If you’ve followed my blog for a few years, you may know that one of my favorite designers is Stella Jean. I came across the brand many years ago, I think through Vogue Talents while I was looking up young, fresh, Italian design talent. This was before Beyoncé and Rihanna wore her pieces. Stella Jean’s designs, and who she was a person, Afro-Italian, Afro-Carribbean- Italian, stopped me in my tracks. Stella Jeans mom is Haitian and her collection then (and now) celebrated the duality of that Haitian-Roman identity in a burst of colors and patterns. I filled Pinterest pages, wish lists and mood boards with her designs. Referenced her collection to anyone that would listen. Seeing my first show of hers at the Armani/Teatro space in 2014, solidified my fanaticism. While styling in Italy for Tamu McPherson’s All the Pretty Birds, I got the opportunity to pull Stella Jean for one of my favorite looks!
That’s Stella Jean’s motto. Her work highlights and empowers diasporas of women around the world. Including them in globalization and economic trade, giving them agency to showcase their artistry and earn an income from this. She doesn’t just pull inspiration from other cultures but involve them in the creation of beautiful garments often working with the United Nations Industrial Development Organization. Considering all of this, when I was asked by All the Pretty Birds to be photographed for a showcase of Digital Creatives of Color in Italy and to attend the event with Camera della Moda, I knew exactly who I wanted to wear. The package didn’t make it in Rome in time for the shoot but made it in time for the event and some weekend shooting!

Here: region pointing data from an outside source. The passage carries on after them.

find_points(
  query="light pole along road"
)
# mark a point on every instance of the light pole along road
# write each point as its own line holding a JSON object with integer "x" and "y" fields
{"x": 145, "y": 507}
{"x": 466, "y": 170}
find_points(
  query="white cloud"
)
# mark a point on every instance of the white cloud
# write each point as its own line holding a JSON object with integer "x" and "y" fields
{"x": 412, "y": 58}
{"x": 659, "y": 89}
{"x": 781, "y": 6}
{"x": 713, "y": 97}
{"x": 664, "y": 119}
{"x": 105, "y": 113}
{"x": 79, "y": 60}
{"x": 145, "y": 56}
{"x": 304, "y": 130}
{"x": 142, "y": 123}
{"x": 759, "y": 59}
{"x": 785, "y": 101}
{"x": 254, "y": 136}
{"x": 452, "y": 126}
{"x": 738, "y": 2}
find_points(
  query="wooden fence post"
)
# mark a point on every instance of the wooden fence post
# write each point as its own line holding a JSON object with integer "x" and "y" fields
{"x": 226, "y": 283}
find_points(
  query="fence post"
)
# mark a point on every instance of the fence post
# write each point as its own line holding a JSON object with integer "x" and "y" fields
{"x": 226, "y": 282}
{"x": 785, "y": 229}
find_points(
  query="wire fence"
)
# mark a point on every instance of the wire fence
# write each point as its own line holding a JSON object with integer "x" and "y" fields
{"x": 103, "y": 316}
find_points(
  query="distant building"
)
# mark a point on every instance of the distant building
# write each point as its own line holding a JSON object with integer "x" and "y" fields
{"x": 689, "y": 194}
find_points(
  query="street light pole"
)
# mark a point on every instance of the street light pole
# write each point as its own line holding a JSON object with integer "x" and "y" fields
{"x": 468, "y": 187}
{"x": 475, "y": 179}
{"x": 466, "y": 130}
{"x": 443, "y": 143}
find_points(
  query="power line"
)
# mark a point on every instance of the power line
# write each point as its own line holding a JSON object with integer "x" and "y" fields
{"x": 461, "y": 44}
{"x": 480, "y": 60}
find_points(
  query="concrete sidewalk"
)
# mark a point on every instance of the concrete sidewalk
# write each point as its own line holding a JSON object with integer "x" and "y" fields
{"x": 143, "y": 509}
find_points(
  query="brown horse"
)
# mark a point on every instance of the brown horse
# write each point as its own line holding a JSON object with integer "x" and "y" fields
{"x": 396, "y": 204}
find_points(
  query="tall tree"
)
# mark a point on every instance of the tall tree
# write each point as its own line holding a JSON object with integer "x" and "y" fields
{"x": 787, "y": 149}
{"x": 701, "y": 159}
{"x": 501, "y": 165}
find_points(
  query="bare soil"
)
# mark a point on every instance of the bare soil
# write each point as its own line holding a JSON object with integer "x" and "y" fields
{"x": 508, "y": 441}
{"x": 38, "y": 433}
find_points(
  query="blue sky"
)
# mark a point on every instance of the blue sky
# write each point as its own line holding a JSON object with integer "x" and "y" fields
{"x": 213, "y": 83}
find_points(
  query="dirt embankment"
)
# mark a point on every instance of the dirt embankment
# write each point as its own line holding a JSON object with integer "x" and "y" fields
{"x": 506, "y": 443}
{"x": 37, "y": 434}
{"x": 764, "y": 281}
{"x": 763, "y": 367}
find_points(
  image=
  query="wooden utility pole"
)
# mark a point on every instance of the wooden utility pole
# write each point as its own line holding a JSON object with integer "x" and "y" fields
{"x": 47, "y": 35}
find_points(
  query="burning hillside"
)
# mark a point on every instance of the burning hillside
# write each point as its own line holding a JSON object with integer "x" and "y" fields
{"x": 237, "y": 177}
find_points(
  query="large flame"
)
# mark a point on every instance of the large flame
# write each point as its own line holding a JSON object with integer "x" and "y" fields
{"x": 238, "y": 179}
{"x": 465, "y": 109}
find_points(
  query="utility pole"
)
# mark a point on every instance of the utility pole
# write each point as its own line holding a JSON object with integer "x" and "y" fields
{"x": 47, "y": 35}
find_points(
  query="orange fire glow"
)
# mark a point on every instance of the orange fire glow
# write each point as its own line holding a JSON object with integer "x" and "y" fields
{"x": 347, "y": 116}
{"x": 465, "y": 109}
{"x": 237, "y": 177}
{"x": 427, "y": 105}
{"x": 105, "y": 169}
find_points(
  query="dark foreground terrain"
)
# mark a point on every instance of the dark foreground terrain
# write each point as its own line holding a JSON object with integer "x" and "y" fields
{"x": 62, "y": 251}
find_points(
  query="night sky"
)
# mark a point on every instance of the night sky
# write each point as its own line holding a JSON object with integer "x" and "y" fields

I pulled mainly from the Spring 2020 collection which highlighted the artistry of the Kalash women in Chitral region of Pakistan. There are only 3,000 people in these remote valleys and Stella Jean collaborated Chitral Women’s Handicrafts Center, founded by the 22-year-old Karishma Ali on the fabric for this collection — incorporating the over 4,000 metres of fabric in her designs for the collection. This provides economic opportunity and brings awareness to a community that is dying out. This is the first time the embroideries have left the region.